Who doesn’t like more money? All else equal, I’d say pretty much everyone would agree that having more money would be great. If you are currently making $75,000 and another company comes offering $85,000, you are immediately interested. In fact, there are entire companies basically dedicated to making it easier for you to compare salaries across companies and positions. Glassdoor and Paysa to name a few. It’s no surprise then that most of us focus too much on the money when choosing a job.

I know I did. Early in my career, it was all too tempting and easy to sort and choose jobs based on which company was willing to pay the most.

That is not to say that money is not important. In fact, a survey of more than 1.7 million people from 164 countries, found a correlation between happiness and income up to about $75,000. Interestingly, though, that correlation starts to fade after the $75,000 mark. Too often I have seen an almost singular focus on the salary of a job without strong consideration of other aspects which can be hugely important for one’s career.

Instead of just optimizing for money, there is a better more balanced approach. I would like to share three areas of focus which I have found lead to jobs and careers which are truly fulfilling. These tips come from my own life experiences, research into happiness and work, and advising others.

Optimize for Growth & Learning

While money is a single number that is very easy to optimize for, your opportunities for growth and learning can be much harder to understand. That doesn’t mean that you shouldn’t try, though. In a study by Quantum Workplace, exiting employees listed a lack of growth opportunity as the second-highest reason for leaving. Consider asking the following questions during your next interview:

  • How does the company invest in my growth and learning? This question seems almost too obvious, but if the recruiter has a hard time responding, then that could be a red flag.
  • With whom will I be most closely working? What is his or her background and experience? Will I be speaking with him or her during the interview process? The goal of this question is to better understand who your mentor will be. Even if the company doesn’t assign official mentors, I have found that there tends to be one person with whom you work closely. That person can have a huge impact on your development.
  • What is the company’s culture around failure and experimentation? I love this question and wish more people would ask it. You are trying to understand how the company will respond to the unavoidable failures which will come with your growth.

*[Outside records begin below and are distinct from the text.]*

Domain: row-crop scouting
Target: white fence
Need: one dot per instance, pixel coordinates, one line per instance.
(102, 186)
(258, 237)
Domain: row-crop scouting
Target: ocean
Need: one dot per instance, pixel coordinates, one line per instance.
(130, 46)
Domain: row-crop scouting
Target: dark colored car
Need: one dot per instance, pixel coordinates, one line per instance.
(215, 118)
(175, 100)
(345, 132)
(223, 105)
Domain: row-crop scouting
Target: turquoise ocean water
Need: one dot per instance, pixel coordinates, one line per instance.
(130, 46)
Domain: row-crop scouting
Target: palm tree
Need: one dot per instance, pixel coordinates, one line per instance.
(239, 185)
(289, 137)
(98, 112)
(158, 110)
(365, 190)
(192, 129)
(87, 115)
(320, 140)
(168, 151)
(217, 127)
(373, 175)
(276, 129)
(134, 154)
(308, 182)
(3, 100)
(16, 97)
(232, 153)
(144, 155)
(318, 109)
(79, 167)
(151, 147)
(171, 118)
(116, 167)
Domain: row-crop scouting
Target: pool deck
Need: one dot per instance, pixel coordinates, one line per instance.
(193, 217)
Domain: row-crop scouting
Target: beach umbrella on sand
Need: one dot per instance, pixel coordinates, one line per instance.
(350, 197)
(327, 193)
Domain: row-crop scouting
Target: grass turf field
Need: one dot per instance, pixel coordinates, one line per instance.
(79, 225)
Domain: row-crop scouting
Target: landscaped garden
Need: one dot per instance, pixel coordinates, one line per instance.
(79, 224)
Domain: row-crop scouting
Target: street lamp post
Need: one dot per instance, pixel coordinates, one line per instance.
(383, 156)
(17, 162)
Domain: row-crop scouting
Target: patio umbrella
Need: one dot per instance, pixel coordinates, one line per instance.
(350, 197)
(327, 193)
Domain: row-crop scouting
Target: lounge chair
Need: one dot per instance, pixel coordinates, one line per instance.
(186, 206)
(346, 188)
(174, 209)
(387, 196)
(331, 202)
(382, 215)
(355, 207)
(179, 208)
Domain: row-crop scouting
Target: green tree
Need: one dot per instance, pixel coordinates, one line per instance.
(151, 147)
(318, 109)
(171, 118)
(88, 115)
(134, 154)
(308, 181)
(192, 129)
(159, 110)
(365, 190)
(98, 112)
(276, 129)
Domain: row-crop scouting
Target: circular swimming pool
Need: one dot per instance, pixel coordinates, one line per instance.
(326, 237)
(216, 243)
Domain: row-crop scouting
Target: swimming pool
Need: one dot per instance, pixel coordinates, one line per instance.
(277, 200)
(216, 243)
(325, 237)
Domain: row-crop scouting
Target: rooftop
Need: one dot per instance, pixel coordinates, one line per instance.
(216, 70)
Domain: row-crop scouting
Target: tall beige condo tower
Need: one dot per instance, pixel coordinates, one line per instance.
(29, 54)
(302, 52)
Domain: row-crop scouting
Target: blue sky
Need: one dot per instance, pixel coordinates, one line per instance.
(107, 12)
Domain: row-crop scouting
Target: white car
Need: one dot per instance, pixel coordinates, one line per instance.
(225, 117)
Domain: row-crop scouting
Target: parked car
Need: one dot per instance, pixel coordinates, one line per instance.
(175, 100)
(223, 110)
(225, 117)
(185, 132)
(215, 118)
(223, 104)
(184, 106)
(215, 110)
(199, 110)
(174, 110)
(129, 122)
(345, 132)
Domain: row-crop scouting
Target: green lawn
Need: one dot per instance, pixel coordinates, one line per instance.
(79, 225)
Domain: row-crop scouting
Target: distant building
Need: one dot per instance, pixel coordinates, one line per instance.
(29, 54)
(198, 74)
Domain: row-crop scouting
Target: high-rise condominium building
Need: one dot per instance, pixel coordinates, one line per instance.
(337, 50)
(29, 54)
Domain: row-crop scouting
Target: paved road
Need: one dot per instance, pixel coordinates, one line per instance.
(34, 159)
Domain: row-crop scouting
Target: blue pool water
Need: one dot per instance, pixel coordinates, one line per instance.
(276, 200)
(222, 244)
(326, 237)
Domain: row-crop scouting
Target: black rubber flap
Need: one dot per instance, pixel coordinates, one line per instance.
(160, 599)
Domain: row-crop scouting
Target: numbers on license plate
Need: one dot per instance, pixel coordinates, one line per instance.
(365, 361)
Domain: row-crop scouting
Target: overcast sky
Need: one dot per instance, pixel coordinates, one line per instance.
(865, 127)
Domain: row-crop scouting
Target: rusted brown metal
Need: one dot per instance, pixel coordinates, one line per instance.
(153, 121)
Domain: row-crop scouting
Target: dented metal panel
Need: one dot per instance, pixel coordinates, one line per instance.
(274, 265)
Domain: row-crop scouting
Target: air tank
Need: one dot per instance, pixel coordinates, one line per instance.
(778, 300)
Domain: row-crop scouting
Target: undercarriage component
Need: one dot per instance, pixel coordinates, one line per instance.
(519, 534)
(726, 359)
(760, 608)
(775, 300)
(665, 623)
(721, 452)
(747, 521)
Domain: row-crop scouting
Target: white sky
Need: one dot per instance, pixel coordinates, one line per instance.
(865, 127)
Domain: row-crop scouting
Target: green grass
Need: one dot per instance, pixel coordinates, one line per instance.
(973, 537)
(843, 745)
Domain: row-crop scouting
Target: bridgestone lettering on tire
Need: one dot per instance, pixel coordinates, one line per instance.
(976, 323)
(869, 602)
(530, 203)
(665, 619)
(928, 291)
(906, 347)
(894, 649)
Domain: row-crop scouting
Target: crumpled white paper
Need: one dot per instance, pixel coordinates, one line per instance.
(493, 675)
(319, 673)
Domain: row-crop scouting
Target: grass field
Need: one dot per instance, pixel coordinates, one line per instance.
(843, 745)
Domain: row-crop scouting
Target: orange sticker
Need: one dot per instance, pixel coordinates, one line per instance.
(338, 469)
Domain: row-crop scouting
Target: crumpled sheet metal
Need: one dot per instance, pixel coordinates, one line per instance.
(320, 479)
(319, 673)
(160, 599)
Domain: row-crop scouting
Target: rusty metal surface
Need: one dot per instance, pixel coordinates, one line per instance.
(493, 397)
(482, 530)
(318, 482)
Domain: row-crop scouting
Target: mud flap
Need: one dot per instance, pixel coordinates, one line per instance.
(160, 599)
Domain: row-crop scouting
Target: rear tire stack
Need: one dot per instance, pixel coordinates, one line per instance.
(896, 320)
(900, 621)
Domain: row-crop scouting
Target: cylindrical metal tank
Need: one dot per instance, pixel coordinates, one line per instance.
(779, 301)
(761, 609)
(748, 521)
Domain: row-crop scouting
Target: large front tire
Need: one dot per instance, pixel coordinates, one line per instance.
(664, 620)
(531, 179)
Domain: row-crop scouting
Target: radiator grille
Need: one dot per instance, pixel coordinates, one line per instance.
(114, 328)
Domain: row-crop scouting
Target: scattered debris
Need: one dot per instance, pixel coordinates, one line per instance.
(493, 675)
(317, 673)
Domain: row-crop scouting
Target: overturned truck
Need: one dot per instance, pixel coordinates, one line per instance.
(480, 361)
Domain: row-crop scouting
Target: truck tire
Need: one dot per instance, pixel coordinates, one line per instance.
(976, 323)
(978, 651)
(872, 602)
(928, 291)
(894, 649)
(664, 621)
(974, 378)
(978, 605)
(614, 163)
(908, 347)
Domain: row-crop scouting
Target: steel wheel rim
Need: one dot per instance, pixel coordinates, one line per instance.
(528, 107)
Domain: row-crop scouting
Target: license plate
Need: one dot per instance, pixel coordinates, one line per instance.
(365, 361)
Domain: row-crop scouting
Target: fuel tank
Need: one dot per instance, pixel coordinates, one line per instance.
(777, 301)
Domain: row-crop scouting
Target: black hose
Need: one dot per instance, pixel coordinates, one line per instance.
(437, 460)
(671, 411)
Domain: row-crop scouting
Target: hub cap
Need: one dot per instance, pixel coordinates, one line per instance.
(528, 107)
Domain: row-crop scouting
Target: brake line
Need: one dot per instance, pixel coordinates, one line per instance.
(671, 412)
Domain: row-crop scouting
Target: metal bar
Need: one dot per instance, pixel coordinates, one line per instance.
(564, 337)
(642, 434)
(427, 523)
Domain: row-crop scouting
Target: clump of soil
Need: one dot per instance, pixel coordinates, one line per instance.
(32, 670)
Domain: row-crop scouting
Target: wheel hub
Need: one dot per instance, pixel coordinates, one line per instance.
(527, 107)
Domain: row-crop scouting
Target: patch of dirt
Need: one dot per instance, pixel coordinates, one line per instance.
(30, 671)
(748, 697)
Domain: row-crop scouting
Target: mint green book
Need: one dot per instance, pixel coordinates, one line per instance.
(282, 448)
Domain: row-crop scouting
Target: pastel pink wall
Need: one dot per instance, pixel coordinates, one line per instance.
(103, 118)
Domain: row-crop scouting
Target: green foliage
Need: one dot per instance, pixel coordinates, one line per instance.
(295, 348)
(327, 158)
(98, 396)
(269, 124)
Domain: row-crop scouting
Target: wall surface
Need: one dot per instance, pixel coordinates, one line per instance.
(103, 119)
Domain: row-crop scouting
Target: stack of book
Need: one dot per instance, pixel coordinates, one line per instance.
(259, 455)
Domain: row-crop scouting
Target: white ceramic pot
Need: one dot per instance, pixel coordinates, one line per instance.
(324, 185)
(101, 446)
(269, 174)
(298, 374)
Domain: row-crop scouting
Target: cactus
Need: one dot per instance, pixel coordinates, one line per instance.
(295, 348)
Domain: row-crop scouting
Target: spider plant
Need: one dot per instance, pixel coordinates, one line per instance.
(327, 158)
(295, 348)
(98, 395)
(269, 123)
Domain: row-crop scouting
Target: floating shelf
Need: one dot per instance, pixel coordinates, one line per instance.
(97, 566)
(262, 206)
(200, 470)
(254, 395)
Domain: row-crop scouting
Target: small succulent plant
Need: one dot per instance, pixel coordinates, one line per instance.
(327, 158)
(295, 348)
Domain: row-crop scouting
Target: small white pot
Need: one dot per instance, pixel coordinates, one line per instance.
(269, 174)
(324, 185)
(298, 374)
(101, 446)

While it can be harder to judge opportunities for growth at a company, I believe it is a leading indicator of your career. I have found that people who have been able to find great opportunities for development have significantly accelerated their careers. Interestingly enough, that often means more money in the long-run as well.

Find A Superb Manager

At almost every company, the one person who has the most impact on whether you will love or hate your job is your manager. According to Gallup, engaged managers are 59% more likely to having and retaining engaged employees. You could be at the most amazing company in the world and if your manager sucked, you would probably be unhappy. Now, it turns out that great companies tend to have great managers or they wouldn’t be great companies. But you never know until you do some of your own due diligence. You will almost certainly interview with your prospective manager, so instead of awkward silence when asked if you have any questions, ask some of the following:

  • What is your management/leadership style? This is a very open question that allows him or her to potentially interpret it in many ways. That is good. How he or she responds will tell you a lot.
  • What’s an example of something you have changed recently to become a better leader? Being a manager is like anything else. In the same way, you would expect a software engineer to continue to learn and improve, you should expect the same of your manager.
  • What is your vision for the team? And how would I fit into this vision if hired? You want a manager who is thinking beyond the next quarter and knows how you will fit into a greater mission.
  • What is your process for providing feedback? You want a manager who will give you input and help you grow. You also want to know how he or she will do so.

Focus on Overall Happiness

I think some of the worst career advice is to “do what you love.” Your job is not your life. You don’t have to love your job to love your life. Maybe your true passion is playing basketball, but you’re 5’9” and have no hope of making it as a professional. What then? Instead — I would focus on maximizing your overall happiness. Maybe you can get a pretty good IT job that you don’t “love”, but you enjoy well enough and provides you the time and money to play and watch basketball. As Mike Steib’s says in his book The Career Manifesto: Discover Your Calling And Create An Extraordinary Life

When you study people with remarkable careers, you will notice that they rarely mimic the choices their peers are making….Because you want an extraordinary life, your choices will look strange to your colleagues….You may sign up for the thankless task, take the job that seems less prestigious, turn down more money, and so on

So don’t be afraid to choose differently when pursuing your happiness. Ask yourself the following questions:

  • What makes me happy? What are my goals? Simple questions, but reflecting on them can really change how you evaluate a job offer.
  • How would this job fit into my overall happiness/goals? Both in the short-term and the long-term. It is not uncommon to have to sacrifice some short-term happiness to maximize long-term happiness.
  • What additional questions do I need to ask during the interview to understand if this job would be a good fit? It is critical to think about questions you would ask beforehand. Don’t be the person who has no questions or only generic questions. You will regret it later.

Hopefully these three ideas: optimize for growth and learning, find a superb manager, and focus on overall happiness help you approach your next job search more holistically. The goal of this article is not to say that money isn’t an important factor, but rather that you shouldn’t let it distract you from all the other important considerations as well.